Board of County Commissioners v. Woodward

84 P. 1028, 73 Kan. 238, 1906 Kan. LEXIS 235
CourtSupreme Court of Kansas
DecidedMarch 10, 1906
DocketNo. 14,478
StatusPublished
Cited by29 cases

This text of 84 P. 1028 (Board of County Commissioners v. Woodward) is published on Counsel Stack Legal Research, covering Supreme Court of Kansas primary law. Counsel Stack provides free access to over 12 million legal documents including statutes, case law, regulations, and constitutions.

Bluebook
Board of County Commissioners v. Woodward, 84 P. 1028, 73 Kan. 238, 1906 Kan. LEXIS 235 (kan 1906).

Opinion

The opinion of the court was delivered by

Porter, J.:

In this case there is a motion to dismiss. The judgment from which this proceeding in error arises was rendered December 31, 1904. A motion [239]*239for a new trial was denied on the same day, and an order entered extending the time sixty days to make and serve a case-made, with ten days thereafter for the suggestion of amendments, the case to be settled upon five days’ notice. The case was served on the 24th day of February, 1905, and settled and signed March 22, 1905. The term of the Honorable Charles A. Smart, the judge who tried the case, expired January 9, 1905. He succeeded to the office and his second term began on the same day. The sixty days’ extension expired March 1, 1905, and the ten days to suggest amendments, March 11, 1905. It will be observed that no definite time was fixed in the order of extension within which the case should be settled, but it was to be settled on five days’ notice, which meant at any time within the year, upon such notice. In Mowery v. Bank, 67 Kan. 128, 72 Pac. 539, it was said:

“When no time is fixed for the settlement of a case for this court at the date of the expiration of the regular term of office of the trial judge who tried the case, such trial judge does not have jurisdiction thereafter to settle the case, although by appointment he becomes his own successor in office.” (Syllabus.)

(See, also, Butler v. Scott, 68 Kan. 512, 75 Pac. 496; Insurance Co. v. Harn, 69 Kan. 249, 76 Pac. 822; Zinc Co. v. Dwight, 69 Kan. 852, 76 Pac. 1130; Robbins v. Mackie, 70 Kan. 646, 79 Pac. 170; St. L. & S. F. Rly. Co. v. Corser, 31 Kan. 705, 3 Pac. 569; K. & C. P. Rly. Co. v. Wright, 53 Kan. 272, 36 Pac. 331.)

It is insisted, however, that since these decisions were made the legislature has provided for cases falling within the facts here involved by section 4 of chapter 320, Laws of 1905. The part of the section referred to reads as follows:

“Provided, however, that the judge of the district court or judge pro tern, before whom a case has been or shall be tried shall have power to sign and settle a case-made within one year from the making of any final order or rendering any final judgment, if the same has been legally served upon the adverse party, [240]*240notwithstanding that the term of office of any such judge or judge pro tem. may have expired after the rendition of such judgment or making such order and before such case-made may have been settled, provided such case-made has been served within the time previously fixed by such judge or judge pro tem. of such court.”

The main question involved in the motion to dismiss is, Does the law of 1905 operate retrospectively, so that a trial judge whose term of office expired prior to the passage of the act is given power to settle a case-made properly served within the time fixed by him in the order of extension, even where no definite time was fixed in the order of extension in which the case should be settled?
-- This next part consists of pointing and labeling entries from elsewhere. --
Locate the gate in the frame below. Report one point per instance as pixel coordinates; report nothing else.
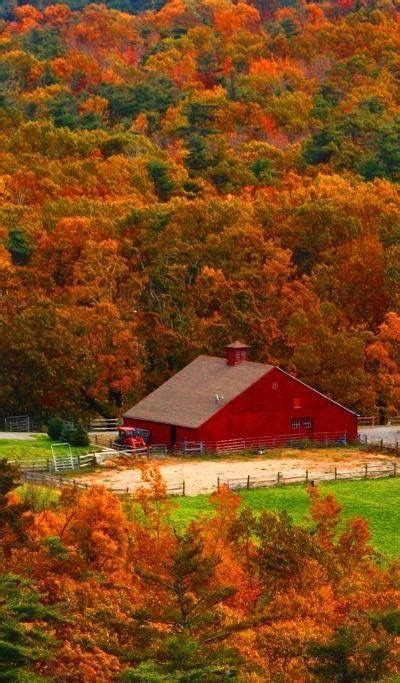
(18, 423)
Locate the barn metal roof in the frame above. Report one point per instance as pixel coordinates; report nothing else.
(189, 398)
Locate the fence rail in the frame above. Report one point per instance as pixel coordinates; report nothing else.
(57, 482)
(104, 425)
(366, 421)
(367, 471)
(261, 443)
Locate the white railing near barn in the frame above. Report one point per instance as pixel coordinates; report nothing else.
(104, 425)
(261, 443)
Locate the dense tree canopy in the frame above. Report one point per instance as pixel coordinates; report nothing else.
(175, 178)
(99, 589)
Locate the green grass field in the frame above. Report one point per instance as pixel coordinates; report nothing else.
(377, 500)
(38, 447)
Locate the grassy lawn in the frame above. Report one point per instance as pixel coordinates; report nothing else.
(38, 447)
(376, 500)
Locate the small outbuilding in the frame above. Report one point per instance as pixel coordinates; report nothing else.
(221, 399)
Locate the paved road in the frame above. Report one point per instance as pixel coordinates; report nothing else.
(374, 434)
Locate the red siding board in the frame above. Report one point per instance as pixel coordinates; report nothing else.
(264, 409)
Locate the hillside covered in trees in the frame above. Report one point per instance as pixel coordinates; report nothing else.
(175, 178)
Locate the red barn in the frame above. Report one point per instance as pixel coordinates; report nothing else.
(216, 399)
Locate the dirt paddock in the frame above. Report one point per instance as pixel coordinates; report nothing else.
(201, 476)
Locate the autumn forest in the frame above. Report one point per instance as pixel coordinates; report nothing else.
(174, 177)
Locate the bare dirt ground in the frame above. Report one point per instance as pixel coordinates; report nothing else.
(201, 476)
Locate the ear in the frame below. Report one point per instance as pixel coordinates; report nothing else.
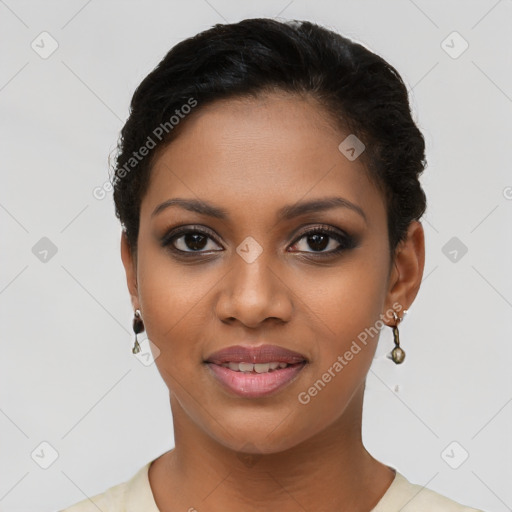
(130, 267)
(407, 270)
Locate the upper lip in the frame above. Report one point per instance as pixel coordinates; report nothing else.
(255, 354)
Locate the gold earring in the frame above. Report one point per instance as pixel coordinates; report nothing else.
(397, 354)
(138, 326)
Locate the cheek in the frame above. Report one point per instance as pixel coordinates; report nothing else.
(172, 301)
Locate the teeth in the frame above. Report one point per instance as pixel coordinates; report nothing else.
(256, 367)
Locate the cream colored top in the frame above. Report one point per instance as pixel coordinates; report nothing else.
(135, 495)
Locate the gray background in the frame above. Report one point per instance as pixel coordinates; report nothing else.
(67, 374)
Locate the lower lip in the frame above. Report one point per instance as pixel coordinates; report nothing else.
(254, 385)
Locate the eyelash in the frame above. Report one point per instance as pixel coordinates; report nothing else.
(346, 241)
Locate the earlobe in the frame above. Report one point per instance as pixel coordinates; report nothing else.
(130, 268)
(409, 265)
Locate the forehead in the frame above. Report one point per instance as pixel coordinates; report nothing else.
(252, 155)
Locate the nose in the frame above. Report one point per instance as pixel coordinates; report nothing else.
(252, 293)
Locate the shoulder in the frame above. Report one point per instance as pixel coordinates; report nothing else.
(136, 492)
(409, 497)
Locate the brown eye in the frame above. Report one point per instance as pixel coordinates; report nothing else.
(324, 241)
(190, 241)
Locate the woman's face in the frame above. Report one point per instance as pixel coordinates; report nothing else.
(254, 276)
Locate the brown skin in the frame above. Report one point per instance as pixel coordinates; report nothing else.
(251, 157)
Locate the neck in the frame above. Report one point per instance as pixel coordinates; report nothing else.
(328, 471)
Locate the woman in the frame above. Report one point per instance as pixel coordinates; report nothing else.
(267, 184)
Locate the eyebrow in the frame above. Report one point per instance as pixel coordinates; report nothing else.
(285, 213)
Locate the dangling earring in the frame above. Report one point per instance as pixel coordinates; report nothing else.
(138, 326)
(397, 354)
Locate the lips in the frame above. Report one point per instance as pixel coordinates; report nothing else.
(256, 355)
(255, 372)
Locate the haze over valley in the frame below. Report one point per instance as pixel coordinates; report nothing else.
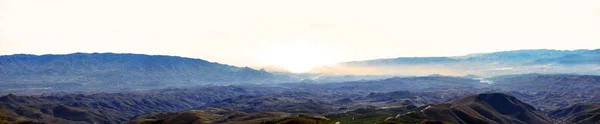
(299, 62)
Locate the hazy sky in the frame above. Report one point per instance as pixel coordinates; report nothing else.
(265, 32)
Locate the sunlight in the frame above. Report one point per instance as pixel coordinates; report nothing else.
(296, 57)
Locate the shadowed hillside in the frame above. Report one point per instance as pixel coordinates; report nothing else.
(117, 72)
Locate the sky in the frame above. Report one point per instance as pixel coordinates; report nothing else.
(296, 33)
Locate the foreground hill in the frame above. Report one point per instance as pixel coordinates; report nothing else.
(484, 64)
(117, 72)
(487, 108)
(481, 108)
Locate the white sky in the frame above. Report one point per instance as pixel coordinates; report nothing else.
(249, 32)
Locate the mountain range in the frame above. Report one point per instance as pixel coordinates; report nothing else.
(109, 72)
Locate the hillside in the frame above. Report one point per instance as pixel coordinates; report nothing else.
(109, 72)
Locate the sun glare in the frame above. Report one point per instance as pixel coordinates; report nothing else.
(297, 57)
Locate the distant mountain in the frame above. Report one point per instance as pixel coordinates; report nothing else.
(578, 113)
(483, 64)
(118, 72)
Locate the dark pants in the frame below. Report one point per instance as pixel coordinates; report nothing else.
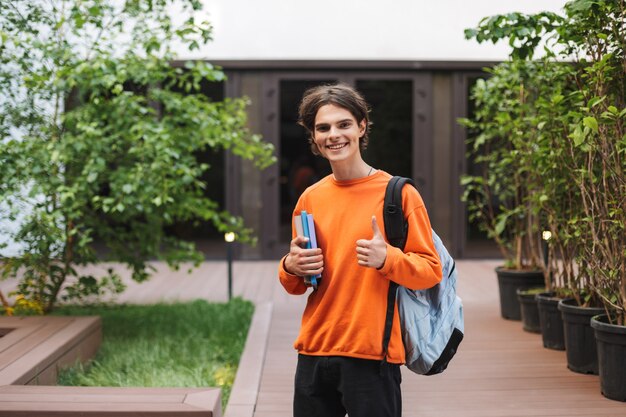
(331, 386)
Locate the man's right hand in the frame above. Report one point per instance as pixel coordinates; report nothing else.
(303, 262)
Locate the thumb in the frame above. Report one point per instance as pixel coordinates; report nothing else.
(375, 227)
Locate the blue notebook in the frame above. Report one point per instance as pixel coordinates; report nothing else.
(308, 230)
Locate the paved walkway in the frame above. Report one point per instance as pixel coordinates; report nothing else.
(499, 371)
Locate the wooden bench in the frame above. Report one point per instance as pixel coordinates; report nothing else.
(33, 349)
(36, 401)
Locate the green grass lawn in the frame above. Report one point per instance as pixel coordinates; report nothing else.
(195, 344)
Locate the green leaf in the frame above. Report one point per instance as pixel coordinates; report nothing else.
(591, 123)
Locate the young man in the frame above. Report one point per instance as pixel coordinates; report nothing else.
(340, 342)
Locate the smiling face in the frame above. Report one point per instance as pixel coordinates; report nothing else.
(337, 134)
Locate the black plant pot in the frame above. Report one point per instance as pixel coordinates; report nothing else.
(509, 281)
(529, 310)
(580, 342)
(611, 344)
(550, 321)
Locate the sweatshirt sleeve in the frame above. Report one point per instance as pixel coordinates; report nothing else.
(418, 267)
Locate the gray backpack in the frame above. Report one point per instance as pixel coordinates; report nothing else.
(431, 319)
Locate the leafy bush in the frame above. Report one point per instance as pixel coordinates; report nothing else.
(98, 144)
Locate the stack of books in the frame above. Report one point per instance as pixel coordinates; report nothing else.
(306, 227)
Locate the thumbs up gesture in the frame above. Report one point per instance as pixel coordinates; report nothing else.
(372, 253)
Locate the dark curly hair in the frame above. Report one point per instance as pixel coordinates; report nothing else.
(340, 95)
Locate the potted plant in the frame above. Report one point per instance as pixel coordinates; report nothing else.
(591, 232)
(497, 198)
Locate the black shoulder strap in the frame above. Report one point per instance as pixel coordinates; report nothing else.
(395, 223)
(396, 231)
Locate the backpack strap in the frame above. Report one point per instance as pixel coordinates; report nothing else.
(396, 229)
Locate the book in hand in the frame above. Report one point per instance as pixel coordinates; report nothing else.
(305, 226)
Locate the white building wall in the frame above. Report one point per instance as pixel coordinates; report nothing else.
(356, 29)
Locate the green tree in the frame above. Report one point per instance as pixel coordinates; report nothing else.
(581, 140)
(99, 144)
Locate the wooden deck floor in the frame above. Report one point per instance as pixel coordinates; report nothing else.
(499, 371)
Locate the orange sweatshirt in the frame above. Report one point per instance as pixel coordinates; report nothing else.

Neither side has argued this question. Plaintiffs in error assume that the act of 1905 covers the case, and suggest that defendant in error must have overlooked this provision.

In some of the states the constitution provides that no law shall be given a retrospective operation. Our constitution is silent upon the subject. In the absence of any constitutional inhibition the legislature has the power to enact retrospective statutes in certain cases, provided such laws do not interfere with .vested rights. Whether vested rights are affected by such laws it is the province of the courts to determine. (Potter’s Dwarris, Stat. & Const. 166.) The rule is that they are not to be allowed a retroactive effect unless such intention upon the part of the legislature is so clearly expressed that no other construction can be fairly given. (Rogers v. Inhabitants of Greenbush, 58 Me. 395, 4 Am. Rep. 292.) Generally, a statute prescribes a rule for future action. (Prouty v. Stover, Lieut.-governor, 11 Kan. 235.)

In the case of Lawrence v. City of Louisville, 96 Ky. 595, 29 S. W. 450, 49 Am. St. Rep. 309, 27 L. R. A. 560, it was said:

“While retrospective legislation may, in some cases, be upheld, the words of a statute ought not to have a retrospective operation unless they are so clear and [241]*241imperative that no other meaning can be annexed to them, or unless the intention of the legislature cannot be otherwise satisfied.” (Syllabus.)
“The general rule is that no statute, however positive in its terms, is to be construed as designed to interfere with existing contracts, rights of action or suits, and especially vested rights, unless the intention that it shall so operate is expressly declared, and courts will apply new statutes only to future cases, unless there is something in the very nature of the case, or in the language of the new provision, which shows that they were intended to have a retroactive operation. And although the words of the statute are broad enough in their literal extent to comprehend existing cases, they must yet be construed as applicable only to cases that may thereafter arise, unless a contrary intention is unequivocally expressed therein.” (Potter’s Dwarris, Stat. & Const. 162, note.)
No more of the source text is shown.